Cuban-born cookers like pianist Manuel Valera
mix with young, American-born up-and-comers like drummer Justin Brown
, and the results can be anywhere from explosive to expansive. A head characterized by clipped melodic phrases and some wonderful conversation between Lynch and saxophonist Yosvany Terry
proves to be two different high points from the same song ("With A Single Step"), while Miles Davis
' "Solar" is born again, with a bouncy bottom and some marvelous, montuno-like machinations from Manuel Valera. Funky, Eddie Harris
-esque fare with a Latin twist ("Dance The Way U Want To") and straight-up blues (Kenny Dorham
's "Blue Friday") aren't out of the question either, further demonstrating the versatility of these musicians and the varied interests that live within Lynch's mind.
While it's easy to marvel at the structural integrity and rhythmic complexity inherent within this work, it's the individual personalities at play that make this music something at which to marvel. Lynch's warm-toned trumpet work is at the center of Charles Tolliver
's "Truth," and Valera's elegant, yet oblique solo work on "Magenta's Return" is superb. Pedro Martinez
provides a burst of energy whenever his hand drumming takes center stage, and Brown, along with bassist Luques Curtis
, helps to navigate the multicultural, pan-stylistic rhythm road that this band uses to get from piece to piece.

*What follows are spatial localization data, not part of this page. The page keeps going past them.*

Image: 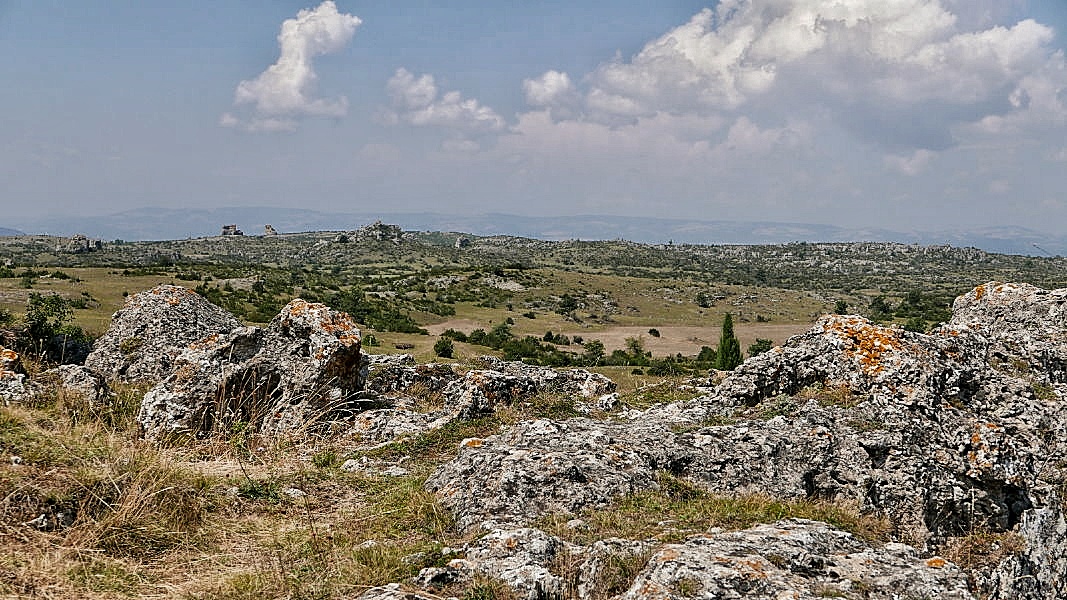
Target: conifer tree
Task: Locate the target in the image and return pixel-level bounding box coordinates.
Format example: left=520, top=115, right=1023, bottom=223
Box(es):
left=715, top=313, right=743, bottom=371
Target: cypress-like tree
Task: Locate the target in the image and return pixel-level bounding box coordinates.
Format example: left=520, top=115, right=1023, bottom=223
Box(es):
left=715, top=313, right=743, bottom=371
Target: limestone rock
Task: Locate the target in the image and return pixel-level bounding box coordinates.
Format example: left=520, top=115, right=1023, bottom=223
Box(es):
left=85, top=285, right=241, bottom=382
left=426, top=283, right=1067, bottom=600
left=352, top=583, right=440, bottom=600
left=0, top=346, right=26, bottom=402
left=364, top=360, right=459, bottom=401
left=348, top=359, right=615, bottom=446
left=137, top=299, right=363, bottom=438
left=459, top=527, right=571, bottom=600
left=37, top=365, right=111, bottom=408
left=473, top=356, right=617, bottom=398
left=622, top=519, right=975, bottom=600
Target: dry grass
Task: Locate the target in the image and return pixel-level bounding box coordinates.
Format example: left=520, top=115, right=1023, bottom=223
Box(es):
left=540, top=473, right=892, bottom=546
left=0, top=381, right=491, bottom=600
left=942, top=530, right=1027, bottom=570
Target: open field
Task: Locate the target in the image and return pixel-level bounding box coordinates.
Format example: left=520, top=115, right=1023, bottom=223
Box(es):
left=4, top=229, right=1067, bottom=364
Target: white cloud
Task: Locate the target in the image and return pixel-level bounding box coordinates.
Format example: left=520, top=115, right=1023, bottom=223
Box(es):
left=386, top=68, right=505, bottom=133
left=884, top=149, right=937, bottom=175
left=566, top=0, right=1063, bottom=152
left=523, top=70, right=576, bottom=107
left=222, top=1, right=361, bottom=132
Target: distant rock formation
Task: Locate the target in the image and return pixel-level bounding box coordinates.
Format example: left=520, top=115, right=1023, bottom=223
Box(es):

While Lynch is occasionally viewed as a man who splits his time between jazz and Afro-Cuban music, this assertion is false. ConClave Vol. 2
demonstrates that the trumpeter brings elements from both worlds into his playing and writing, creating something wholly unique, yet completely connected to both genres.
The Downside Of Upspeak; Truth; With A Single Step; Magenta's Return; Solar; Dance The Way U Want; One For Armida; Blue Friday.
Brian Lynch: trumpet; Yosvany Terry: alto saxophone; Manuel Valera: piano; Luques Curtis: bass; Justin Brown: drums; Pedro Martinez: percussion.